A short walk from the Kings Park railroad station is a hacienda-like structure. Inside, walls are hung with bright sombreros and serapes, along with a sculpture of the mythic flutist Kokopelli. You don't need a written menu to tell you burritos are in the building.

Sombrero's is a Tex-Mex eatery with a dual identity. At lunch, you move down a line and point to ingredients on a steam table. Dinnertime, there's full service and ordering from a menu -- although most everything comes from those same trays behind the counter.

While tables are tight and the room can reverberate, you may not care after a bowl of fiery rich sweet potato chipotle soup. The "cheesy" chicken tortilla soup makes for a lively alternative. One night, though, a well-seasoned shrimp and black bean soup is short on shrimp, hot enough to burn the roof of the mouth. Better is a subtly spicy bowl of chicken chili.

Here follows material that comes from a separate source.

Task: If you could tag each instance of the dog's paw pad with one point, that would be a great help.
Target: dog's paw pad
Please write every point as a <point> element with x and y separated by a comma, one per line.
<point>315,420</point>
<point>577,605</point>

Chicken wings, fried but not breaded, work best with a habanero barbecue sauce. A simple shrimp quesadilla oozes molten cheese -- and comfort. Less appealing is an oddly sweet arepa, or corncake, stuffed with mozzarella. Mama mia.

Roasted pork carnitas -- moist hunks of tender meat -- hold up well on the steam table. They're great in assemble-your-own flour tortilla fajitas, with peppers and onions served with rice, beans and sour cream; pico de gallo comes on demand; guacamole costs extra.

Carnitas show up again in the very good Albuquerque burrito bowl -- all the ingredients of a burrito without the tortilla -- along with rice, black beans, Cheddar cheese and barbecue sauce. The Santa Fe burrito features somewhat dry grilled chicken with rice, black beans and cheese, plus salsa and sour cream. It's hefty but, unfortunately, lukewarm. And while a Margarita shrimp salad with tomatoes, cucumber and pico de gallo isn't bad, it's somewhat bland.

Tacos here are either crispy corn or soft flour. Sampled with fried tilapia as well as pork carnitas, they are best when kicked up with a side of guacamole.

Dessert is a churro -- basically, a stick of fried dough. Better to spend calories on what comes before.